Prix courants, base 100 en 2007

Source : commission des finances, données Eurostat (série tec00001)

Il convient toutefois de mettre l'accent sur le numérateur, qui correspond à la dette elle-même, car c'est bien elle qui dépend le plus directement des choix de l'action publique.

La dette publique a, en valeur nominale, augmenté de 80,2 % en France contre 30,8 % seulement en Allemagne.

Évolution comparée de la dette publique brute en Allemagne et en France
(base 100 en 2007)

Montants nominaux, base 100 en 2007

Source : commission des finances, données Eurostat (série sdg_17_40)
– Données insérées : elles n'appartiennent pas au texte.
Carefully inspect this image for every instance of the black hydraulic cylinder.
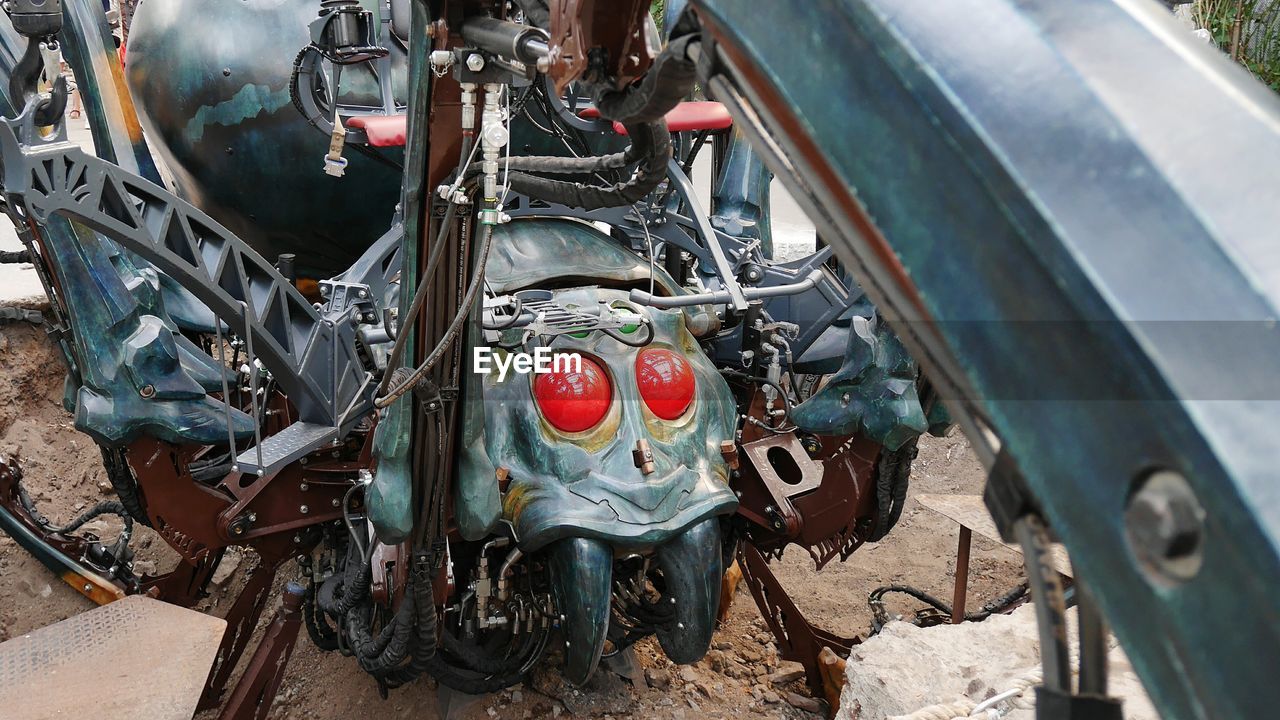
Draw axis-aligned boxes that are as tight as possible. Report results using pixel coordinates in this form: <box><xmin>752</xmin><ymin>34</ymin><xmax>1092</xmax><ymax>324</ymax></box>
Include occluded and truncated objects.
<box><xmin>460</xmin><ymin>17</ymin><xmax>549</xmax><ymax>65</ymax></box>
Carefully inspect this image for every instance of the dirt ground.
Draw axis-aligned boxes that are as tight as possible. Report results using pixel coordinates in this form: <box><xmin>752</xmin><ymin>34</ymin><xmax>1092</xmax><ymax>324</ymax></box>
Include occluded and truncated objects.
<box><xmin>0</xmin><ymin>316</ymin><xmax>1026</xmax><ymax>719</ymax></box>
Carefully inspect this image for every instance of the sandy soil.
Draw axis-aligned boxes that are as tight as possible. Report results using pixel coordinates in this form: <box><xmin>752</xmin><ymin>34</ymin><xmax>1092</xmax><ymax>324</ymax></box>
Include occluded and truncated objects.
<box><xmin>0</xmin><ymin>317</ymin><xmax>1027</xmax><ymax>719</ymax></box>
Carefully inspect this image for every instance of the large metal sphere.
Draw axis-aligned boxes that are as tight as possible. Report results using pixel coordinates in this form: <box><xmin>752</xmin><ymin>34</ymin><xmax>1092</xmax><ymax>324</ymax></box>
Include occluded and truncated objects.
<box><xmin>126</xmin><ymin>0</ymin><xmax>406</xmax><ymax>275</ymax></box>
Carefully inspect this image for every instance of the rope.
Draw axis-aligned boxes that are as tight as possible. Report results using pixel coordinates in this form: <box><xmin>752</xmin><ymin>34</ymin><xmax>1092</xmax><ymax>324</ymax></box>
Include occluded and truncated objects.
<box><xmin>887</xmin><ymin>648</ymin><xmax>1084</xmax><ymax>720</ymax></box>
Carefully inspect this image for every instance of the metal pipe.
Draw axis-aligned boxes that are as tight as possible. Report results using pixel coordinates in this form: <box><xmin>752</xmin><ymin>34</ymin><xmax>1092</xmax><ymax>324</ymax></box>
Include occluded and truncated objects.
<box><xmin>1077</xmin><ymin>581</ymin><xmax>1110</xmax><ymax>696</ymax></box>
<box><xmin>1014</xmin><ymin>515</ymin><xmax>1072</xmax><ymax>693</ymax></box>
<box><xmin>496</xmin><ymin>547</ymin><xmax>524</xmax><ymax>601</ymax></box>
<box><xmin>951</xmin><ymin>525</ymin><xmax>971</xmax><ymax>624</ymax></box>
<box><xmin>629</xmin><ymin>269</ymin><xmax>824</xmax><ymax>308</ymax></box>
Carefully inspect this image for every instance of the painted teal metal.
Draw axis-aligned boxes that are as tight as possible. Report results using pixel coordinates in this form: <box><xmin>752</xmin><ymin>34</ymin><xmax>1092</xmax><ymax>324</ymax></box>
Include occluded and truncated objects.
<box><xmin>692</xmin><ymin>0</ymin><xmax>1280</xmax><ymax>716</ymax></box>
<box><xmin>460</xmin><ymin>221</ymin><xmax>738</xmax><ymax>551</ymax></box>
<box><xmin>125</xmin><ymin>0</ymin><xmax>406</xmax><ymax>275</ymax></box>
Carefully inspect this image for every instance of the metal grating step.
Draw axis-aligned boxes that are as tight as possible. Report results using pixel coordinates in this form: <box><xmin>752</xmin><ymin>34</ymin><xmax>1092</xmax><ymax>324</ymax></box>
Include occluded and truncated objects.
<box><xmin>235</xmin><ymin>421</ymin><xmax>337</xmax><ymax>476</ymax></box>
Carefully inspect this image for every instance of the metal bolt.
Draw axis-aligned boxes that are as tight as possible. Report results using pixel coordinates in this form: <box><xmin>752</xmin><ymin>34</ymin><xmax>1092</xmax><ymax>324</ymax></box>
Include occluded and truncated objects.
<box><xmin>139</xmin><ymin>384</ymin><xmax>156</xmax><ymax>399</ymax></box>
<box><xmin>300</xmin><ymin>505</ymin><xmax>309</xmax><ymax>514</ymax></box>
<box><xmin>83</xmin><ymin>583</ymin><xmax>92</xmax><ymax>592</ymax></box>
<box><xmin>331</xmin><ymin>498</ymin><xmax>340</xmax><ymax>508</ymax></box>
<box><xmin>222</xmin><ymin>68</ymin><xmax>231</xmax><ymax>77</ymax></box>
<box><xmin>1124</xmin><ymin>470</ymin><xmax>1205</xmax><ymax>586</ymax></box>
<box><xmin>677</xmin><ymin>622</ymin><xmax>685</xmax><ymax>629</ymax></box>
<box><xmin>466</xmin><ymin>53</ymin><xmax>485</xmax><ymax>71</ymax></box>
<box><xmin>840</xmin><ymin>392</ymin><xmax>851</xmax><ymax>407</ymax></box>
<box><xmin>300</xmin><ymin>482</ymin><xmax>309</xmax><ymax>492</ymax></box>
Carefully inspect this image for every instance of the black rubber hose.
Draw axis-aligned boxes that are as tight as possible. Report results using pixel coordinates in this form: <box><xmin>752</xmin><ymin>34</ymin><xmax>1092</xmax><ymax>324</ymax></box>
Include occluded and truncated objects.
<box><xmin>377</xmin><ymin>195</ymin><xmax>460</xmax><ymax>395</ymax></box>
<box><xmin>590</xmin><ymin>34</ymin><xmax>699</xmax><ymax>125</ymax></box>
<box><xmin>376</xmin><ymin>219</ymin><xmax>496</xmax><ymax>408</ymax></box>
<box><xmin>304</xmin><ymin>582</ymin><xmax>341</xmax><ymax>651</ymax></box>
<box><xmin>505</xmin><ymin>121</ymin><xmax>671</xmax><ymax>210</ymax></box>
<box><xmin>438</xmin><ymin>624</ymin><xmax>514</xmax><ymax>675</ymax></box>
<box><xmin>0</xmin><ymin>249</ymin><xmax>30</xmax><ymax>263</ymax></box>
<box><xmin>49</xmin><ymin>500</ymin><xmax>133</xmax><ymax>536</ymax></box>
<box><xmin>320</xmin><ymin>547</ymin><xmax>373</xmax><ymax>617</ymax></box>
<box><xmin>348</xmin><ymin>591</ymin><xmax>417</xmax><ymax>674</ymax></box>
<box><xmin>377</xmin><ymin>557</ymin><xmax>441</xmax><ymax>688</ymax></box>
<box><xmin>465</xmin><ymin>147</ymin><xmax>634</xmax><ymax>177</ymax></box>
<box><xmin>513</xmin><ymin>0</ymin><xmax>550</xmax><ymax>30</ymax></box>
<box><xmin>867</xmin><ymin>582</ymin><xmax>1029</xmax><ymax>634</ymax></box>
<box><xmin>100</xmin><ymin>446</ymin><xmax>150</xmax><ymax>526</ymax></box>
<box><xmin>347</xmin><ymin>597</ymin><xmax>412</xmax><ymax>659</ymax></box>
<box><xmin>718</xmin><ymin>368</ymin><xmax>795</xmax><ymax>417</ymax></box>
<box><xmin>498</xmin><ymin>33</ymin><xmax>699</xmax><ymax>211</ymax></box>
<box><xmin>423</xmin><ymin>624</ymin><xmax>546</xmax><ymax>695</ymax></box>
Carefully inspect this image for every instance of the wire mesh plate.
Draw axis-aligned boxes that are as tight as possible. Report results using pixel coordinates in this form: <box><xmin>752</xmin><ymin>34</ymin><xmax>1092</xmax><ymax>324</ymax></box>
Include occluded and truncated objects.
<box><xmin>0</xmin><ymin>595</ymin><xmax>226</xmax><ymax>720</ymax></box>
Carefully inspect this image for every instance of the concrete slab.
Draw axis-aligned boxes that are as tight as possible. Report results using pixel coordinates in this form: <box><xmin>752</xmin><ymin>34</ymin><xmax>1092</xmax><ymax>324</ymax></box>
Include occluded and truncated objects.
<box><xmin>837</xmin><ymin>604</ymin><xmax>1158</xmax><ymax>720</ymax></box>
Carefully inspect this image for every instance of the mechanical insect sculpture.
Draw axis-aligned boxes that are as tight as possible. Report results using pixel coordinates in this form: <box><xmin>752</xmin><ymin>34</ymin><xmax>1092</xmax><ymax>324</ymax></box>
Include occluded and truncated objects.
<box><xmin>0</xmin><ymin>1</ymin><xmax>1276</xmax><ymax>719</ymax></box>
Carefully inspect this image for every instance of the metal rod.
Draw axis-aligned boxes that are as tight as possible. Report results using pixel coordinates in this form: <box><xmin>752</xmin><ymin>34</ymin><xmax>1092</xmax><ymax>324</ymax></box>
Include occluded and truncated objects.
<box><xmin>629</xmin><ymin>268</ymin><xmax>822</xmax><ymax>308</ymax></box>
<box><xmin>1077</xmin><ymin>580</ymin><xmax>1110</xmax><ymax>696</ymax></box>
<box><xmin>952</xmin><ymin>525</ymin><xmax>971</xmax><ymax>624</ymax></box>
<box><xmin>242</xmin><ymin>300</ymin><xmax>263</xmax><ymax>474</ymax></box>
<box><xmin>662</xmin><ymin>157</ymin><xmax>749</xmax><ymax>310</ymax></box>
<box><xmin>215</xmin><ymin>318</ymin><xmax>237</xmax><ymax>465</ymax></box>
<box><xmin>1014</xmin><ymin>515</ymin><xmax>1072</xmax><ymax>693</ymax></box>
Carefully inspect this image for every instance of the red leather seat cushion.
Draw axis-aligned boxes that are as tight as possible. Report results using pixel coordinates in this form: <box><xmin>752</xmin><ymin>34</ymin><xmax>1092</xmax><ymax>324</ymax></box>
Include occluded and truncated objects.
<box><xmin>346</xmin><ymin>114</ymin><xmax>407</xmax><ymax>147</ymax></box>
<box><xmin>578</xmin><ymin>101</ymin><xmax>733</xmax><ymax>135</ymax></box>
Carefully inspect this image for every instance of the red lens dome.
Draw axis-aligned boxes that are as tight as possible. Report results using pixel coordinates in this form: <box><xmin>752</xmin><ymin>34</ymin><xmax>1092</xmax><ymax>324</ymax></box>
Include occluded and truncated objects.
<box><xmin>533</xmin><ymin>356</ymin><xmax>612</xmax><ymax>433</ymax></box>
<box><xmin>635</xmin><ymin>348</ymin><xmax>696</xmax><ymax>420</ymax></box>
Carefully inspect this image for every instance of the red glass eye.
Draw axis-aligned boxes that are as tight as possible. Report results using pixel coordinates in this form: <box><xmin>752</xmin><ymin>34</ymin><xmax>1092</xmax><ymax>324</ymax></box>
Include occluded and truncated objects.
<box><xmin>533</xmin><ymin>356</ymin><xmax>612</xmax><ymax>433</ymax></box>
<box><xmin>635</xmin><ymin>348</ymin><xmax>696</xmax><ymax>420</ymax></box>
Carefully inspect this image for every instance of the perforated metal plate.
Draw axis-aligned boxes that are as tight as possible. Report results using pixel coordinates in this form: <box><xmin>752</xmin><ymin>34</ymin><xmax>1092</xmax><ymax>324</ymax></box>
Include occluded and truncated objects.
<box><xmin>0</xmin><ymin>595</ymin><xmax>226</xmax><ymax>720</ymax></box>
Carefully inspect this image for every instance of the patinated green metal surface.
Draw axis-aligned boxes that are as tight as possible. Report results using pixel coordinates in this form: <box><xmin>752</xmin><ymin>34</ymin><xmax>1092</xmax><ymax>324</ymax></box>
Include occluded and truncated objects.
<box><xmin>692</xmin><ymin>0</ymin><xmax>1280</xmax><ymax>715</ymax></box>
<box><xmin>0</xmin><ymin>12</ymin><xmax>251</xmax><ymax>447</ymax></box>
<box><xmin>125</xmin><ymin>0</ymin><xmax>406</xmax><ymax>275</ymax></box>
<box><xmin>469</xmin><ymin>284</ymin><xmax>737</xmax><ymax>551</ymax></box>
<box><xmin>437</xmin><ymin>218</ymin><xmax>740</xmax><ymax>548</ymax></box>
<box><xmin>791</xmin><ymin>314</ymin><xmax>927</xmax><ymax>451</ymax></box>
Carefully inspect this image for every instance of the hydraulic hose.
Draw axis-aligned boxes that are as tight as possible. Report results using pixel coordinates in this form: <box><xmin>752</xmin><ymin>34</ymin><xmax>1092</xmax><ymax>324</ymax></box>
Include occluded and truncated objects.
<box><xmin>376</xmin><ymin>220</ymin><xmax>496</xmax><ymax>408</ymax></box>
<box><xmin>591</xmin><ymin>35</ymin><xmax>699</xmax><ymax>125</ymax></box>
<box><xmin>500</xmin><ymin>34</ymin><xmax>700</xmax><ymax>211</ymax></box>
<box><xmin>512</xmin><ymin>0</ymin><xmax>550</xmax><ymax>30</ymax></box>
<box><xmin>378</xmin><ymin>556</ymin><xmax>441</xmax><ymax>688</ymax></box>
<box><xmin>504</xmin><ymin>121</ymin><xmax>671</xmax><ymax>210</ymax></box>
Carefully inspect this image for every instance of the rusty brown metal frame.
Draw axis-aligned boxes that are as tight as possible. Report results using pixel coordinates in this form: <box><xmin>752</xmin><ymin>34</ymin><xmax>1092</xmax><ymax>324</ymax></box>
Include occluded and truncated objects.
<box><xmin>121</xmin><ymin>430</ymin><xmax>368</xmax><ymax>713</ymax></box>
<box><xmin>215</xmin><ymin>583</ymin><xmax>306</xmax><ymax>720</ymax></box>
<box><xmin>545</xmin><ymin>0</ymin><xmax>654</xmax><ymax>94</ymax></box>
<box><xmin>738</xmin><ymin>542</ymin><xmax>858</xmax><ymax>698</ymax></box>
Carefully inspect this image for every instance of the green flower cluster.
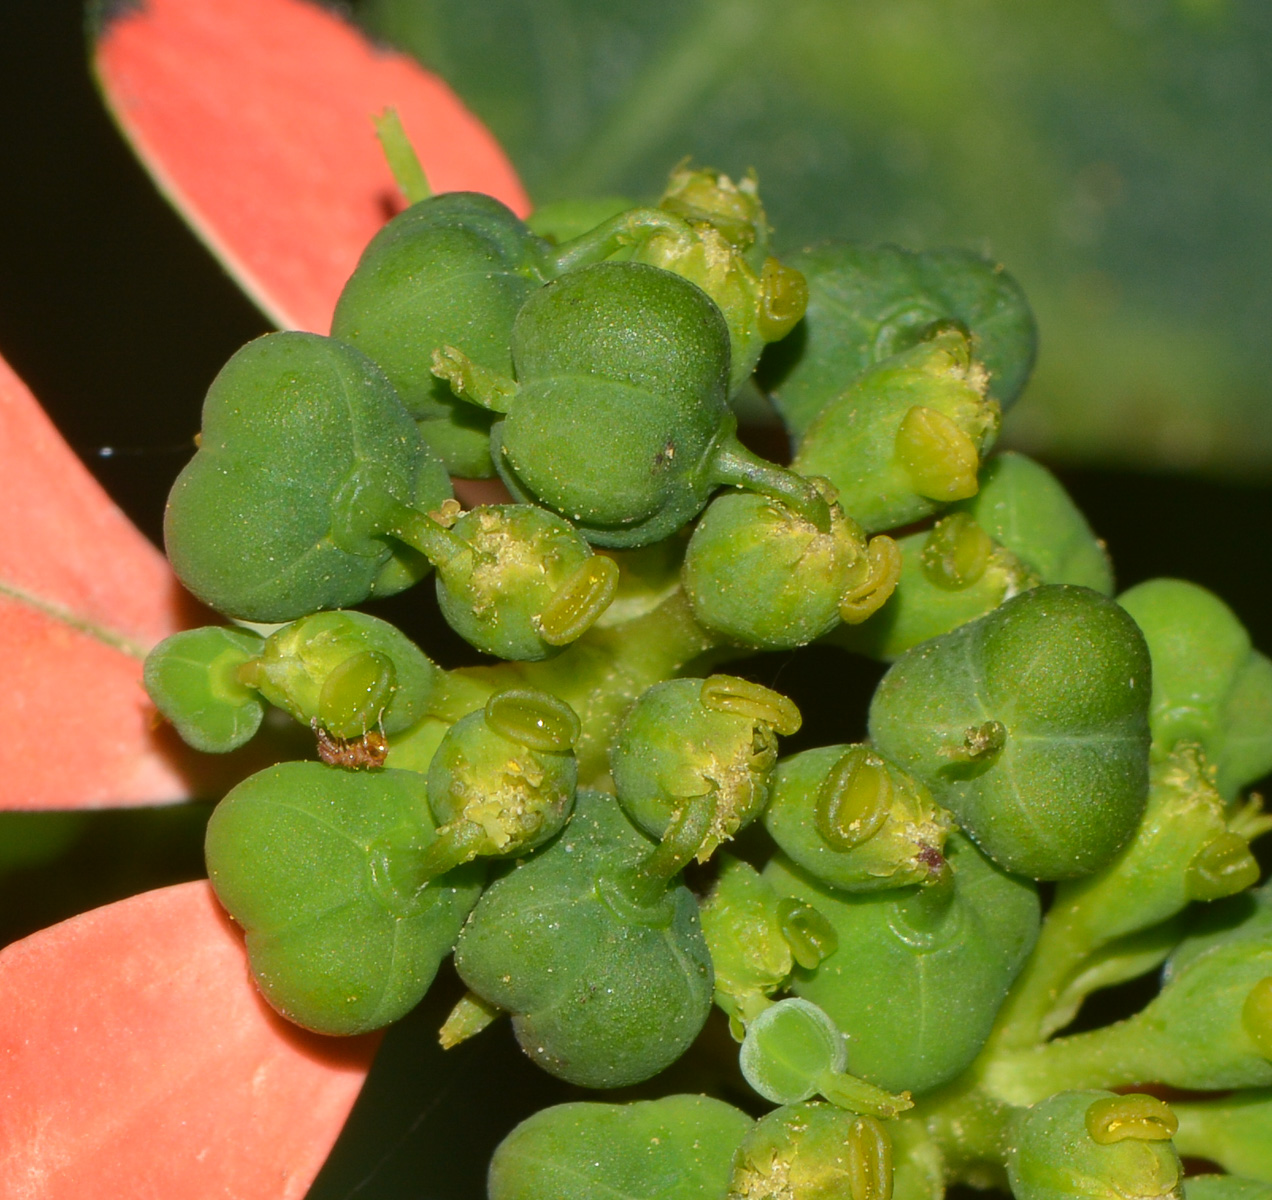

Alors que la France n'est parvenue jusqu'à aujourd'hui qu'à stabiliser le ratio de sa dette au PIB, à un niveau quasiment égal à 100 %, l'Allemagne a fait baisser ce ratio dès 2011 et elle est parvenue à faire diminuer légèrement le niveau nominal lui-même de la dette à partir de 2013.

Cette décrue est, bien entendu, liée aux excédents budgétaires que l'Allemagne connaît depuis 2012. La Cour des comptes rappelle que la loi fondamentale allemande, dans son article 109, fixe une règle limitant à 0,35 % du PIB le déficit structurel du budget fédéral, tandis que ce déficit structurel sera interdit aux Länder à partir de 2020. Elle fait toutefois observer avec raison que l'Allemagne s'est engagée dans la voie de la maîtrise du solde budgétaire bien avant l'entrée en vigueur de ces clauses.

De fait, c'est par une volonté politique de limitation des dépenses que la courbe de la dette publique a pu être infléchie après la crise de 2008 à 2010. Cette volonté, affirmée dès le début des années 2000 par le chancelier Gerhard Schröder, a ensuite été reprise par les gouvernements successifs : le plan financier 2016-2019, présenté par le ministre des finances Wolfgang Schäuble, se fondait ainsi sur le principe d'un déficit structurel nul (« schwarze Null »).

La différence entre les stratégies allemande et française est donc que la France a porté son effort de rétablissement des finances publiques sur une augmentation des recettes, tandis que l'Allemagne mettait l'accent sur la réduction des dépenses .

Si la crise financière de 2009 a conduit les deux pays à augmenter de 4 points environ leur ratio de dépenses publiques au PIB, l'Allemagne a su diminuer par la suite ce ratio pour le ramener pratiquement au niveau antérieur à la crise (43,9 % du PIB en 2017 contre 43,6 % en 2008, soit + 0,3 %). En France, en revanche, les dépenses publiques sont restées à un niveau proche de celui atteint au plus fort de la crise (56,5 % en 2017 contre 53,3 % en 2008, soit + 2,8 %).